「大学入試改革」で受験が変わる

「番組を拝見したところ、試験が記述式ではなく4択の選択問題である教育学部を狙うようですね。確かに他学部に比べて競争率も低いので、受かりやすいというのは、今の時点でいえば正しいと思います」(石渡さん)

  “今の時点”ということを強調する石渡さん。そこには『大学入試改革』という、国の取り組みが関係してくると話し、こう続ける。

「具体的に言いますと、入試内容が大幅に変更される可能性があるんです。それも突然に。2021年には早稲田大学政経学部の入試に数学が必須になりました。また、青山学院大学では総合問題という記述式の試験を導入しています。

 昨年、センター試験から共通試験に変わリました。世間一般ではこれで改革が終わったと思われているかもしれませんが、大学が個別で試験を変えてくださいというのが文部科学省の方針です」

 この流れの中、2023年から2025年にかけて各大学で改革が急速に進む見込みがあるという。

「それこそ、早稲田大学の教育学部で記述式が採用されたり、数学が必須になったりなんてこともありうるわけです。一般入試については前年の7月までにこうした変更を発表すればいいので、万が一試験内容が変わりましたら、今の“秘策”は通じなくなります」(石渡さん)

 こうした動きを踏まえた上で、石渡さんはこうアドバイスする。

「一般入試にこだわるのであれば、全教科を勉強するのは難しいので、まずは英語に集中することです。改革の流れの中で、英語民間試験の結果を反映させようというものがあります。『実用英語技能検定』ですとか『TOEIC』です。すでに上智大学が導入していますが、『実用英語技能検定』の準一級レベルを取得していれば、英語科目の免除や、試験結果への加点を行うというものです」

 確かに、1教科に絞れば効率はよくなる。

「1年で準一級レベルまで達するのもハードルは決して低くはありません。でも、全教科のレベルを上げるよりはまだ現実的。英語を勉強する合間に、ほかの教科を勉強するというのがいいかなと。

 英語なら万が一大学に入れなくても、小倉さんの芸能活動のプラスになりますし。
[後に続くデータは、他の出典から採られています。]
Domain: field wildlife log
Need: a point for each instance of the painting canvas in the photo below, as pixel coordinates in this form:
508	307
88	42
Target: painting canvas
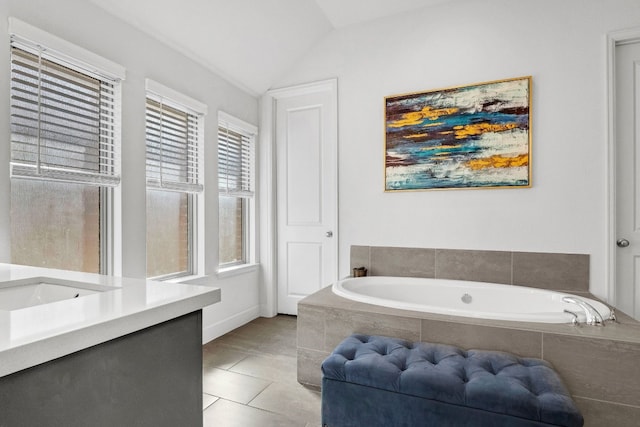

でも、どうしても大学に入りたいというなら、受験科目が減ったり、書類審査や面接などで人間性を評価する社会人入試をオススメしますが、テレビ的にはまったく面白くないですね(笑)」(石渡さん)

 そして、大学入試の“先輩”坂本ちゃんはこんなエールを小倉に送る。

「早稲田大学を受けたとき、英語の長文問題が日本語のように読めたんです。これが辛い勉強を重ね、知識がたまってきた結果なんだ、とびっくりしたことは今も覚えています。もう快感でしかなくて(笑)。本当に頑張って欲しいです」

 さて、来年の今ごろ、彼女の元にサクラは咲くのかーー。 

いしわたり・れいじ 大学ジャーナリスト。'03年から大学や教育問題、就職活動などの評論を発表。著書に『大学の学部図鑑』(ソフトバンククリエイティブ)など多数。
さかもとちゃん '00年に『進ぬ!電波少年』内の企画『電波少年的東大一直線』でブレイク。現在は新宿ゴールデン街の店で毎週日曜日に店番や、自身の趣味である絵を描いて個展を開くなどの活動を。